Amazon’s DynamoDB is a great technology: it’s easy to set up and provides all the benefits of an infinitely scalable distributed database without the operational overhead. Unfortunately, DynamoDB can also be very expensive for high volume, high throughput storage. This post will show how we were able to tweak our deduplication schema to drastically decrease our storage costs.
At Localytics we take in several billion datapoints each day. Each datapoint represents a user action taken within an application such as purchasing an item or levelling up in a game. Most of of our datapoints come from mobile devices which may lose connection before a request is acknowledged, leading to repeated sends and duplicate data. In practice, poor wireless connections are common and duplicates may account for up to 10% of our incoming traffic. This means we see hundreds of millions of duplicate datapoints each day.
In principle, deduping is simple. Each time we receive a datapoint, check its UUID against a store of previously seen UUIDs. If the UUID is present, ignore the datapoint; if the UUID hasn’t been seen, add the UUID to the store and process the datapoint. The question is: how can we make deduping in DynamoDB cost effective while processing billions of datapoints each day?
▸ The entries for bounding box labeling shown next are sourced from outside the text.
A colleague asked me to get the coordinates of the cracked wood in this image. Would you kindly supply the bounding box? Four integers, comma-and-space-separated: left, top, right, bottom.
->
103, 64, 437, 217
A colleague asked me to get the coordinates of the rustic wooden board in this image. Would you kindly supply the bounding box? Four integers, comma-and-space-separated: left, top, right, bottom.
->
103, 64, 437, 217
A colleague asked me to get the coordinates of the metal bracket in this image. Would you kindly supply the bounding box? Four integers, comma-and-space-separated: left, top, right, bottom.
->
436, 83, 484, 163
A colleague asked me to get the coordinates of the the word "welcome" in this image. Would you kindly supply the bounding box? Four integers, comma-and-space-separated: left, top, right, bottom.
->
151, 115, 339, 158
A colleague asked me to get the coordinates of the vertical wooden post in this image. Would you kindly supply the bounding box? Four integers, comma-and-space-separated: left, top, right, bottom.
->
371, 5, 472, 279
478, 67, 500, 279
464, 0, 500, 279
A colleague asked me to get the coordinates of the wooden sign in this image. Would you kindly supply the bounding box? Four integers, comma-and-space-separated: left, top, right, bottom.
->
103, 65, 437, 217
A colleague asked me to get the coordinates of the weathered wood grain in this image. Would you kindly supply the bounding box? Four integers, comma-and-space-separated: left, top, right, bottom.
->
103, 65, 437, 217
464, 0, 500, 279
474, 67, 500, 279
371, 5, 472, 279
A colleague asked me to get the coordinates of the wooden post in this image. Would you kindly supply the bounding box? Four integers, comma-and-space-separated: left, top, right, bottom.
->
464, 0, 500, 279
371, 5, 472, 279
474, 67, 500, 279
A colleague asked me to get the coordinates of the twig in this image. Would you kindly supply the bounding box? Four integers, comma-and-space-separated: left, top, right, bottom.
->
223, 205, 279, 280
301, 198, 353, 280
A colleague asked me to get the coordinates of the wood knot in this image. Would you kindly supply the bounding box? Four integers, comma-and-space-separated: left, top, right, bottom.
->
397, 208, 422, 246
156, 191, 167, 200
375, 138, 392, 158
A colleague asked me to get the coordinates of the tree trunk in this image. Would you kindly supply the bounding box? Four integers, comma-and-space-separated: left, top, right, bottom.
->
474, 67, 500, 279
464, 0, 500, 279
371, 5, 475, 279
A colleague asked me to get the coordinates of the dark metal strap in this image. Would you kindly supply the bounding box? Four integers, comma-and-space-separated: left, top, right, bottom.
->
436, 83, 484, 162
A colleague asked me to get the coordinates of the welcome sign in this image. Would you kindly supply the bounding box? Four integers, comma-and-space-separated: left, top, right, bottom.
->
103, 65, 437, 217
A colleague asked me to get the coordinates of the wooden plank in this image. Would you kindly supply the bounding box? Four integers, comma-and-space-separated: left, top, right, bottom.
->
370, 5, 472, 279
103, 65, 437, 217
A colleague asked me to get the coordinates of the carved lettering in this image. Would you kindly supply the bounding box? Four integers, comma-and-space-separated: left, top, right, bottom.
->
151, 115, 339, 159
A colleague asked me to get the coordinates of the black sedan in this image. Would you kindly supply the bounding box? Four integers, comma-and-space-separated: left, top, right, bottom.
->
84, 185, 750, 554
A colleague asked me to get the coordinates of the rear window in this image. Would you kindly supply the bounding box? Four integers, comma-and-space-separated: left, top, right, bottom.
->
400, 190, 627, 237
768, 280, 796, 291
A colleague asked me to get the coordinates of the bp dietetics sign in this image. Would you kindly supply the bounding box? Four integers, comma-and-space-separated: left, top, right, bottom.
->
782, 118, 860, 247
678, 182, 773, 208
If we take in 5 billion datapoints each day we’ll need to do at least that many daily reads and/or writes to the table. Additionally, we’ll need to store at least 150 billion UUIDs in the table to give us 30 days of dedupe history. Why do we need such a large dedupe window? If an app sends a failed upload while a user is closing it, the upload won’t be resent until the user reopens the app which could be days or weeks in the future.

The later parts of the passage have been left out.